Theologian, Stanley Hauerwas, once stated: “The problem with Christianity is not that it’s socially conservative or politically liberal but that it’s just too damn dull.”
His statement speaks volumes to millions of Catholics who feel disconnected from their own church because it promotes a status quo that is out of touch with the struggles of ordinary people. Though fundamental enterprises—from family to business to religion—are certainly strengthened by what is predictable, routine, and well known, religious practices and pronouncements in our modern time have become wearisome and tiresome to lots of people. Too often, when church leaders speak out, their comments are irrelevant to young people seeking direction, offensive to those marginalized by church teachings, or something that turns them off to hearing more. Put simply, our presentation of Christ’s message is too damn dull.
During the recent election and inauguration, Catholic voters endured indignant attacks upon their ability to form their consciences according to religious teachings. For many ecclesial leaders, the litmus test for voters “thinking with the church” comes down to the issue of abortion. We can, therefore, usually accurately predict how Catholic politicians that are not in lockstep with their myopic view will get condemned. Though sincere about health care, immigration, the death penalty, racism, and other teachings that straddle political and religious realms, it was not surprising that there was a statement on inauguration day from the president of the United States Conference of Catholic Bishops (USCCB) professing that the Catholic president’s leadership is problematic because of his attitude toward the preeminent issue. The robust dialogue and debate that resulted among members of the USCCB and other church hierarchy is hopeful.

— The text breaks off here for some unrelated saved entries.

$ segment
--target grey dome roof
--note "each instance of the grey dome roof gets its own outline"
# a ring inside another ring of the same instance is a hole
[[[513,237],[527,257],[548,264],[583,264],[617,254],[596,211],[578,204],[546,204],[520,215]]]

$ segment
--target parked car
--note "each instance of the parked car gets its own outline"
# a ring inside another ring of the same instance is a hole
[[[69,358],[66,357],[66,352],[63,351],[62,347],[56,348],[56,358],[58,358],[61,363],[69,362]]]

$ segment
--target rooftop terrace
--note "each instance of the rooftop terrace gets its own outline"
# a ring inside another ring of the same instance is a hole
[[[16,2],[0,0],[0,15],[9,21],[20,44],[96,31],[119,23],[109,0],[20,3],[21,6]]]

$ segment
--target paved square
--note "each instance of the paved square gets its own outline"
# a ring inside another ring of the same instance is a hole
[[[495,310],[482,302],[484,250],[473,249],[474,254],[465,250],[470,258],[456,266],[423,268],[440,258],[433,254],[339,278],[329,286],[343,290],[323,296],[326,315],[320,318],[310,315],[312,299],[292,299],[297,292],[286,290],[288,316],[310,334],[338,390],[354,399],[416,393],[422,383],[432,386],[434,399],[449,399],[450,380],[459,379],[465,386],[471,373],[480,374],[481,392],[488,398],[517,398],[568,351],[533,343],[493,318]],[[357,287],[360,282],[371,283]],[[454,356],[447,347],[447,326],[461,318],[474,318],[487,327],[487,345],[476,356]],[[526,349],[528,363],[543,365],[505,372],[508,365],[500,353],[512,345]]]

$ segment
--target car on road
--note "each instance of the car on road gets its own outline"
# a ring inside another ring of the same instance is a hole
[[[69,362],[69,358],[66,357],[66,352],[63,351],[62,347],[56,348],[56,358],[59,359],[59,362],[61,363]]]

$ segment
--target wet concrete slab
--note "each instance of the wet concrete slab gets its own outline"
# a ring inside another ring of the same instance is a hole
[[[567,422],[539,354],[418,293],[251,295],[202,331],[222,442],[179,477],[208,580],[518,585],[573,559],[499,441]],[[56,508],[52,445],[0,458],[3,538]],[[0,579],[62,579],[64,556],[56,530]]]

Similarly, though some parishes get creative with worship, mostly in arenas of good music, attractive environment, and substantial messaging, the majority of liturgical services also remain lackluster. Hundreds of years ago, before television and professional sports, the church was the chief provider of entertainment for most communities. Church buildings usually occupied the central spot in municipalities and were open for citizens to gather—some would even listen to sermons that lasted several hours. As we might imagine, music, poetry, literature, art, civil discussion, and pop culture of times gone by normally revolved around the church, too. Of course, churches do not exist for the purpose of entertainment; their greater purpose is to unite heaven and earth, human and divine, sacred and profane. And that should be anything but dull if we can touch the heart of where they intersect.
Catholic Worker Movement co-founder, Peter Maurin, once said, “The church has taken its own dynamite, wrapped it in hermetically sealed containers, and sat on the lid.” He challenges us to recognize what we possess and what we are commissioned to share with the world. Providing music that is beautiful and engaging and environments that are artistic and imaginative while preaching messages that are relevant and touch the soul of listeners certainly helps. But even more important is connecting in ways that Jesus illustrated. He met people where they were and offered them His companionship to journey to a higher state of being. He was in-touch with struggles, relevant to contemporary life, and not offensive to the marginalized. He never demanded that people be validated by proving their piety, passing a litmus test, or performing deeds of religious allegiance as many church institutes do. Instead of forcing people to come to standards of ecclesial acceptance, He went to them.